Jamie Oliver has been getting media attention lately for his fight for better food. But Oliver isn't the only person on my TV who has been fighting that good fight.
Thanks to the Sundance Channel, I've been watching the adventures of River Cottage Treatment and its host Hugh Fearnley-Whittingstall.
Hugh runs a good sized company, growing local organic food and selling it. He also has time to take us on different adventures, touting how great it would be to eat better food.
In one incarnation, Hugh takes a group of people (those who can't cook, those who love take-aways) and brings them to River Cottage. He makes them sleep outside, go to the loo in outhouses (where the end product becomes part of the compost). There are various activities Hugh makes them go through, such as building a pizza oven or shooting pigeons for dinner.
By the end of the hour, they mostly learn their ways. In a twist, Hugh will show them at the end of the episode after a few months to see if they are still doing better or gone back to their old ways. They actually show cases where people didn't do well. Based on American standards, we didn't know we could show failures on reality TV.
Hugh also did a brief series on finding better species of fish and seafood to use, and another brief series on trying to get a small town to focus on eating free-range chicken.
The British take on reality TV is slightly less annoying than the American counterparts, and Hugh does enough silly stunts to make it seem like a reality TV show. Amusingly, in one episode in the chicken series, Hugh's special guest is none other Jamie Oliver.

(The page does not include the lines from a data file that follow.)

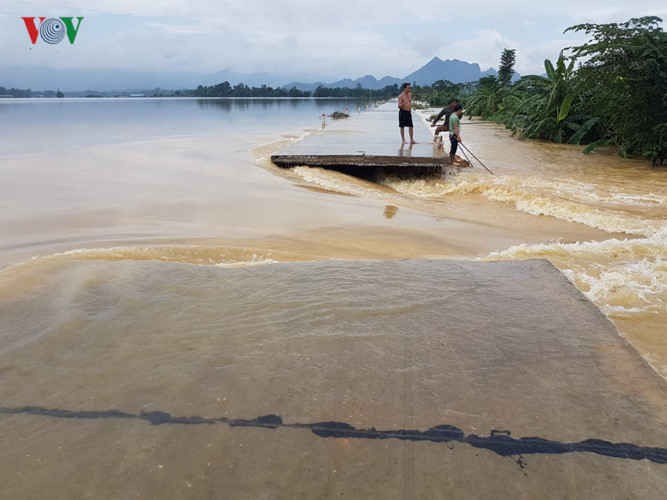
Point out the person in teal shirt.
[449,104,463,163]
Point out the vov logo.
[21,16,83,45]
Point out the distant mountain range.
[0,57,512,91]
[283,57,496,91]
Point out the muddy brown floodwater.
[0,99,667,499]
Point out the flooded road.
[0,99,667,498]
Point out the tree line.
[193,81,400,100]
[415,16,667,164]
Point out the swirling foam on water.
[387,174,665,236]
[487,224,667,317]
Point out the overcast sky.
[0,0,667,81]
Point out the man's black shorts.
[398,109,413,128]
[449,134,459,156]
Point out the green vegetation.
[440,17,667,163]
[0,87,32,97]
[193,82,400,100]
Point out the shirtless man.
[398,83,417,144]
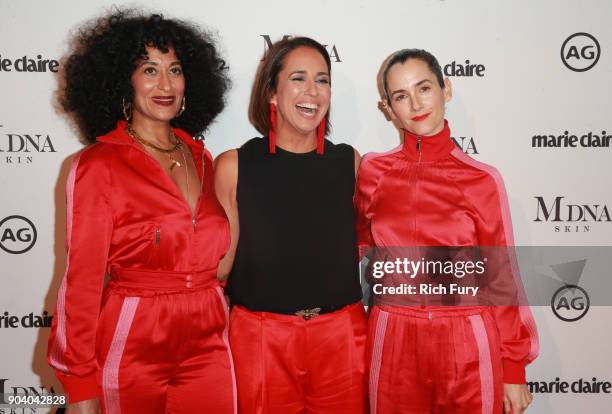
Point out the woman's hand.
[504,384,533,414]
[66,398,100,414]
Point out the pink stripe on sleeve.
[49,151,82,373]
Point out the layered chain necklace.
[125,124,191,204]
[125,124,187,171]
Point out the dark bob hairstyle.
[249,37,331,136]
[382,49,444,104]
[60,10,230,143]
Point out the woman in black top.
[215,37,366,414]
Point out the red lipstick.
[151,96,174,106]
[411,112,431,122]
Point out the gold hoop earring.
[175,96,185,118]
[121,98,132,121]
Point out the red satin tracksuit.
[355,123,538,414]
[48,122,237,414]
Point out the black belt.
[240,305,348,320]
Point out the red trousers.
[367,307,503,414]
[97,287,237,414]
[230,302,367,414]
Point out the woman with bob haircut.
[355,49,538,414]
[48,11,236,414]
[215,37,366,414]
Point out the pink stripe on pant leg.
[102,297,140,414]
[369,311,389,414]
[469,315,495,414]
[216,287,238,414]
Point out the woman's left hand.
[504,384,533,414]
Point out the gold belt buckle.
[295,308,321,320]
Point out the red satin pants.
[97,283,237,414]
[367,307,503,414]
[230,302,367,414]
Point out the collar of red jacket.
[403,120,455,161]
[96,120,202,155]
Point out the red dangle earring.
[317,117,326,155]
[268,103,276,154]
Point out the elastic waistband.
[109,268,220,296]
[376,306,489,320]
[232,301,363,322]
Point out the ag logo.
[561,32,601,72]
[0,216,37,254]
[550,285,591,322]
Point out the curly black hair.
[60,10,230,143]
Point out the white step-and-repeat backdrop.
[0,0,612,414]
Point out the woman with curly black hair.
[48,11,236,413]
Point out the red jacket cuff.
[56,372,98,403]
[502,359,527,384]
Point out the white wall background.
[0,0,612,413]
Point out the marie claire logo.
[0,55,59,72]
[533,196,612,233]
[0,311,53,329]
[260,35,342,63]
[561,32,601,72]
[0,125,57,164]
[527,377,612,394]
[451,137,479,155]
[550,285,591,322]
[0,216,37,254]
[531,130,612,148]
[444,59,486,78]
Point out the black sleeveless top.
[227,138,361,313]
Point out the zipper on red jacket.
[191,152,206,231]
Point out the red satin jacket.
[355,122,538,383]
[48,122,230,398]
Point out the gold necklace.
[125,124,185,171]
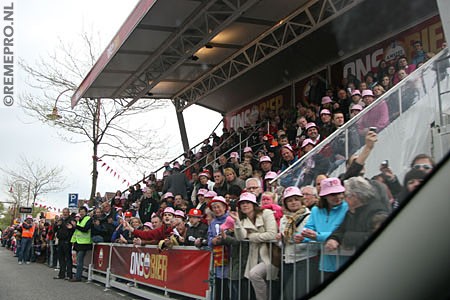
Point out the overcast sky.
[0,0,220,208]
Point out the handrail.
[270,49,445,184]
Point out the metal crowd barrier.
[87,241,354,300]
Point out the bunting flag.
[96,155,131,186]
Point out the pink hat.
[220,216,234,231]
[264,171,277,180]
[305,122,317,131]
[350,104,362,111]
[208,196,228,208]
[319,177,345,197]
[230,152,239,158]
[352,90,361,96]
[188,208,203,218]
[163,192,175,199]
[198,172,209,179]
[283,186,303,199]
[238,192,258,204]
[204,191,217,198]
[163,206,175,215]
[144,222,153,229]
[362,90,373,98]
[197,189,208,196]
[280,144,295,154]
[301,139,315,149]
[259,155,272,163]
[322,96,333,104]
[174,209,186,219]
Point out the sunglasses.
[413,164,433,170]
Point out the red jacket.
[133,224,172,241]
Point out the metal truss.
[113,0,259,105]
[173,0,364,111]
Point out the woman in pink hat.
[277,186,319,300]
[302,177,348,278]
[230,192,278,300]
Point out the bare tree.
[0,156,66,207]
[19,33,168,205]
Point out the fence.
[85,241,353,300]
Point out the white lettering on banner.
[344,48,384,80]
[130,252,168,281]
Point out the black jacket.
[55,217,75,242]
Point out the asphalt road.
[0,247,142,300]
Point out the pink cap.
[352,90,361,96]
[163,206,175,215]
[198,172,209,179]
[208,196,228,208]
[362,90,373,98]
[205,191,217,198]
[259,155,272,163]
[280,144,295,154]
[144,222,153,229]
[238,192,258,204]
[244,147,253,153]
[197,189,208,196]
[283,186,303,199]
[319,177,345,197]
[220,216,234,231]
[163,192,175,199]
[301,139,315,148]
[264,171,277,180]
[174,209,186,219]
[230,152,239,158]
[322,96,333,104]
[350,104,362,111]
[305,122,317,131]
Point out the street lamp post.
[9,179,34,223]
[47,89,72,121]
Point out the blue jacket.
[305,201,348,272]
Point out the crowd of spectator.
[2,41,442,299]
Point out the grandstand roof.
[72,0,437,113]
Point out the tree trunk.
[89,99,100,207]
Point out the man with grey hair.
[325,176,389,251]
[300,185,319,210]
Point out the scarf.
[283,206,306,243]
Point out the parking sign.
[69,194,78,211]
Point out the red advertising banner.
[331,16,445,82]
[92,244,111,272]
[109,246,211,297]
[224,86,292,129]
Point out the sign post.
[69,194,78,212]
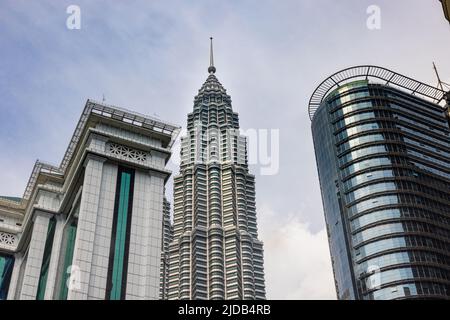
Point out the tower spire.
[208,37,216,73]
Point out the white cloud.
[258,206,336,300]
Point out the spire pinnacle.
[208,37,216,73]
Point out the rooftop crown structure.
[0,100,180,300]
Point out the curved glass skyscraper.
[309,66,450,299]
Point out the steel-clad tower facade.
[168,42,265,299]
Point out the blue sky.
[0,0,450,299]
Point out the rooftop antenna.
[208,37,216,73]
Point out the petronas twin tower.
[162,39,265,299]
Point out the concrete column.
[20,211,51,300]
[44,215,65,300]
[67,155,106,300]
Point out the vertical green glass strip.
[59,222,77,300]
[36,217,56,300]
[109,172,131,300]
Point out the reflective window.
[366,266,448,289]
[358,251,411,275]
[332,101,372,119]
[396,115,449,137]
[389,103,446,126]
[340,133,386,151]
[407,149,449,167]
[349,195,399,216]
[403,137,450,157]
[351,209,401,230]
[344,170,394,190]
[368,283,417,300]
[0,255,14,300]
[337,122,381,140]
[411,161,450,179]
[343,157,392,176]
[356,237,406,259]
[397,125,450,148]
[347,182,397,202]
[335,111,375,128]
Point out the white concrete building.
[0,100,180,300]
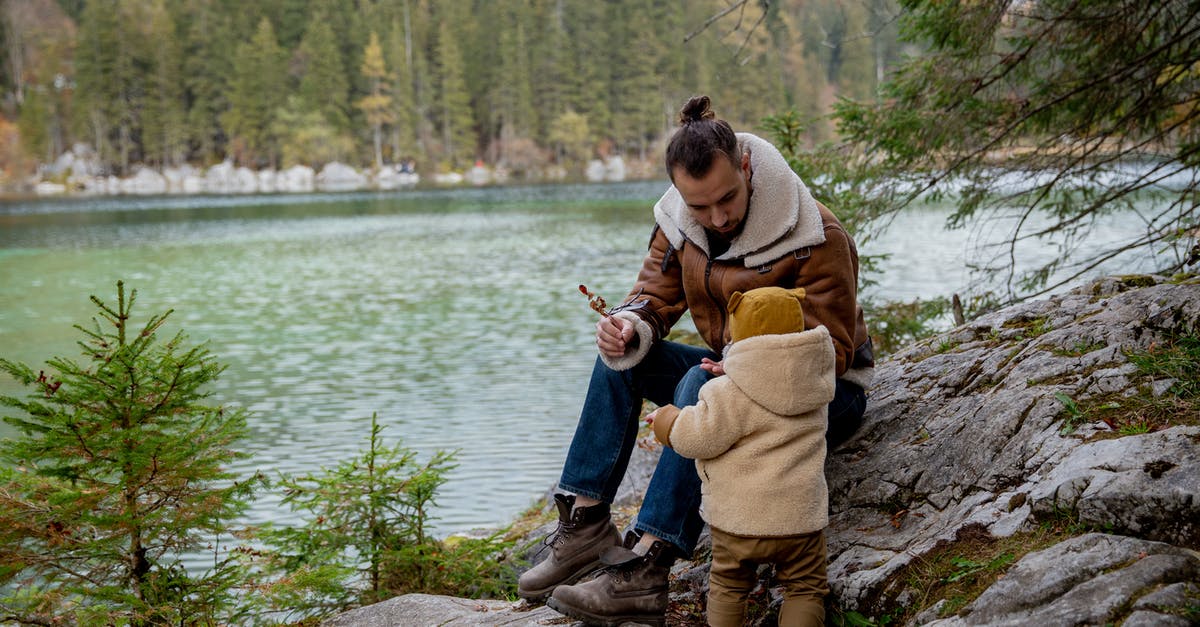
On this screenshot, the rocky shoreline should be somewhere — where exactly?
[324,276,1200,627]
[21,145,630,197]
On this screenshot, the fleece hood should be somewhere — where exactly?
[724,326,835,416]
[654,133,824,268]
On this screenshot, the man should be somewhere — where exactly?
[518,96,874,626]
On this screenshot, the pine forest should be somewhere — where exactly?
[0,0,901,181]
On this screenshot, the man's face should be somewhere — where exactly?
[674,154,750,238]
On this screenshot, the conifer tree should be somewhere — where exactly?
[384,18,416,160]
[437,22,475,167]
[74,0,121,168]
[142,0,187,166]
[221,18,287,165]
[358,31,392,169]
[175,0,236,165]
[0,282,253,625]
[298,11,350,132]
[836,0,1200,304]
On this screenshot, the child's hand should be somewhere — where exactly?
[700,357,725,377]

In the chicken series, Hugh tries to run simultaneous side-by-side a regular chicken farm and a free range farm.
Unlike Kardashian-related programming, there are great lessons to learn. Watching people who were naive gain wisdom and knowledge is positive programming on a medium that doesn't always try to teach.
At this point, the Sundance Channel looks like it has run through all of the River Cottage programming. But the channel may start over. Jamie Oliver's run ends on Friday. But there are more programs to help you and others see the light toward better grown food.